The contentions between the border settlers of Virginia, North Carolina, South Carolina, and Georgia, as well as of the authorities of those States, with the Cherokees and Creeks, concerning boundaries and the constantly recurring mutual depredations and assaults upon each other's lives and property, prompted Congress, though still deriving its powers from the Articles of Confederation, to the active exercise of its treaty-making functions. It was, therefore, determined[46] to appoint commissioners who should be empowered under their instructions, subject, of course, to ratification by Congress, to negotiate a treaty with the Cherokees, at which the boundaries of the lands claimed by them should be as accurately ascertained as might be, and the line of division carefully marked between them and the white settlements. This was deemed essential in order that authoritative proclamation might be made of the same, advising and warning settlers against further encroachments upon Indian territory.

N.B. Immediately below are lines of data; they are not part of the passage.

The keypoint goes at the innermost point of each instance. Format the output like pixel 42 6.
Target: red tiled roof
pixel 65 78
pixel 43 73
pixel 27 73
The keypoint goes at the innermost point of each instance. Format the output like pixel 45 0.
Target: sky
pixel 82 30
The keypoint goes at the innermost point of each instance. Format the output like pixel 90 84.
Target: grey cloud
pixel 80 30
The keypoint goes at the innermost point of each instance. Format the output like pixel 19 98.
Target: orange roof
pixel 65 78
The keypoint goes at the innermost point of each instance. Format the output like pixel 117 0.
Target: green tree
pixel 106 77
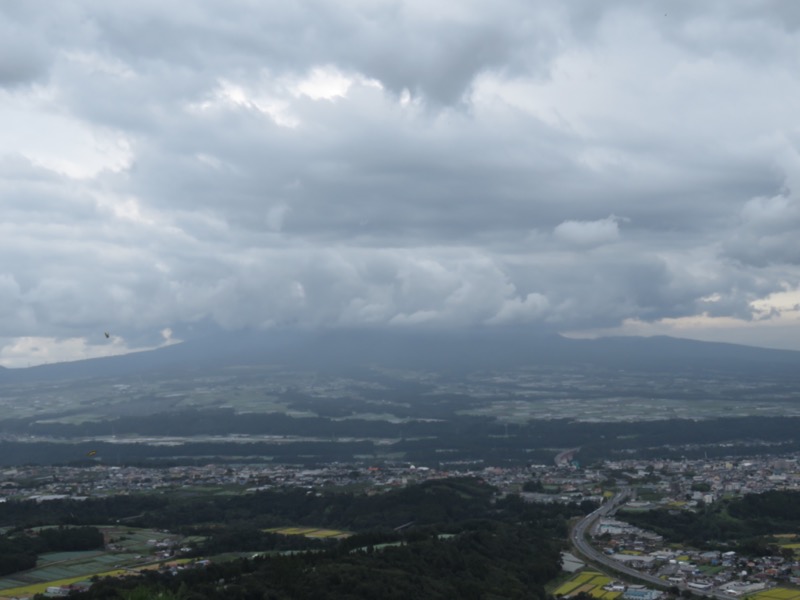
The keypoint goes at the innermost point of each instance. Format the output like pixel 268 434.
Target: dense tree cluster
pixel 736 522
pixel 441 539
pixel 19 549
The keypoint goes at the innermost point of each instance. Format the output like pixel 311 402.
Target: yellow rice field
pixel 312 532
pixel 590 582
pixel 40 588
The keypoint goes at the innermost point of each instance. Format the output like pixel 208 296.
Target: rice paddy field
pixel 134 549
pixel 311 532
pixel 592 583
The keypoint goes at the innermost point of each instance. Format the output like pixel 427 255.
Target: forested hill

PROCEEDINGS AT TREATY OF HOPEWELL.
The commissioners deputed for the performance of this duty were Benjamin Hawkins, Andrew Pickens, Joseph Martin, and Lachlan McIntosh. They convened the Indians in council at Hopewell, S. C., on the 18th of November, 1785.[47] Hopewell is on the Keowee River, 15 miles above the junction of that river with the Tugaloo. The commissioners announced to the Indians the change of sovereignty from Great Britain to Congress that had taken place in the country as a consequence of the successful termination of the Revolution. They further set forth that Congress wanted none of the Indian lands, nor anything else belonging to them, but that if they had any grievances, to state them freely, and Congress would see justice done them. The Indian chiefs drafted a map showing the limits of country claimed by them, which included the greater portion of Kentucky and Tennessee, as well as portions of North Carolina, South Carolina, and Georgia. Being reminded by the commissioners that this claim covered the country purchased by Colonel Henderson, who was now dead, and whose purchase must therefore not be disputed, they consented to relinquish that portion of it. They also consented that the line as finally agreed upon, from the mouth of Duck River to the dividing ridge between the Cumberland and Tennessee Rivers, should be continued up that ridge and from thence to the Cumberland in such a manner as to leave all the white settlers in the Cumberland country outside of the Indian limits.